BISC Investimento Social Corporativo | 20/10/2025

Dia Nacional da Filantropia: BISC participa do toque de campanhia da B3

Toque simbólico na Bolsa de Valores do Brasil ressignifica o papel do setor privado no desenvolvimento social e incentiva cultura de doação no país

Crédito da Imagem: Cauê Diniz/B3

Na manhã desta segunda-feira (20), a diretora de Gestão e Investimento Social da Comunitas, Patricia Loyola, participou do primeiro Toque de Campainha pela Filantropia, realizado na sede da Bolsa de Valores do Brasil (B3). O evento reuniu diversos empresários, empreendedores sociais e organizações do terceiro setor com o objetivo de promover a conscientização sobre a importância do Investimento Social Privado (ISP) e incentivar a cultura de doação no Brasil.

A cerimônia do toque da campainha, tradicionalmente utilizada para marcar a abertura do pregão e o lançamento de novas empresas no mercado, foi simbolicamente dedicada à ação, destacando uma causa de igual relevância para a economia nacional: o desenvolvimento social. O gesto ganhou significado ainda mais especial por coincidir com o Dia Nacional da Filantropia, data que celebra e reforça a importância da generosidade organizada na construção de uma sociedade mais justa e solidária.

Em sua participação, Patricia Loyola destacou a dimensão estratégica do momento: “A filantropia precisa fazer parte da estratégia de negócio. Empresas com propósito não apenas geram impacto social, mas colhem inovação e resiliência”.

Crédito da Imagem: Cauê Diniz/B3

Dessa forma, o toque ressoou como um convite para que o setor privado também direcione seu olhar e recursos ao Investimento Social, unindo a força do mercado à transformação socioambiental.

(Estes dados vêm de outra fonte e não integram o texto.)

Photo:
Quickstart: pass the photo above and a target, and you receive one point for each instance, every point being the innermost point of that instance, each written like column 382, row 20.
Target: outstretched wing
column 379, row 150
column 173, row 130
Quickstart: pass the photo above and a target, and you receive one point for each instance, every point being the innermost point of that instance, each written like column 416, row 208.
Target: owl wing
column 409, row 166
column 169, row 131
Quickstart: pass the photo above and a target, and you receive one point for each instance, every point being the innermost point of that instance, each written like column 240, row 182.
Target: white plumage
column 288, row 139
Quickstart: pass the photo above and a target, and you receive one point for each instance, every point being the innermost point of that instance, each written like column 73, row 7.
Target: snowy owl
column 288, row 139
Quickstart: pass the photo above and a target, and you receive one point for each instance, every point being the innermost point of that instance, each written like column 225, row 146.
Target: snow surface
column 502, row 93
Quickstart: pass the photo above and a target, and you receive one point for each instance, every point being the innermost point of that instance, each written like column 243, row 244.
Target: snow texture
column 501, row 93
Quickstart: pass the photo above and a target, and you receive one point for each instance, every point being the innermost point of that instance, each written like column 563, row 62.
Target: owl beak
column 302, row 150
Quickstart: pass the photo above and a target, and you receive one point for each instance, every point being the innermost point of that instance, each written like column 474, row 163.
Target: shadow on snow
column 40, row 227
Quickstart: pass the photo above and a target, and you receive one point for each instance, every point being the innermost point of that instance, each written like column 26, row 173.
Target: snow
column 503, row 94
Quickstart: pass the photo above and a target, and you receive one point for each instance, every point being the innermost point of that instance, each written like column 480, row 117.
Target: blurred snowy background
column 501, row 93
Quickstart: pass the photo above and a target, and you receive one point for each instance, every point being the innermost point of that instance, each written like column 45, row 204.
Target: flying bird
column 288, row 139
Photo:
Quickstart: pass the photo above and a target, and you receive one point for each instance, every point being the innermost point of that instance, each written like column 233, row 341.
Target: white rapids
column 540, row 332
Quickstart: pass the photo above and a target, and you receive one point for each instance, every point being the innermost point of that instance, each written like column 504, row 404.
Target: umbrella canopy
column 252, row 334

Ao longo do evento, palestras e painéis destacaram que a filantropia contemporânea deve ser estratégica, transparente e intencional. Mais do que uma ação pontual, o ISP vem se consolidando como um mecanismo capaz de reduzir desigualdades, fortalecer territórios e catalisar políticas públicas, atuando em sinergia com as agendas de negócio.

Além disso, as falas de lideranças empresariais e representantes de fundações e institutos destacaram que agora é o momento de incorporar a filantropia como parte indissociável da estratégia corporativa. Trata-se de assumir, na prática, uma responsabilidade compartilhada pelo desenvolvimento do país, em que colaboração e propósito se tornam vetores de um crescimento verdadeiramente sustentável e inclusivo.

A importância de ver a filantropia como uma inteligência social, capaz de ampliar o alcance do negócio, foi detalhada por Loyola: “A atuação social das empresas chega onde o business não alcança. Quando falamos em valor compartilhado, existe um potencial tremendo de uma relação genuinamente de ganha-ganha”.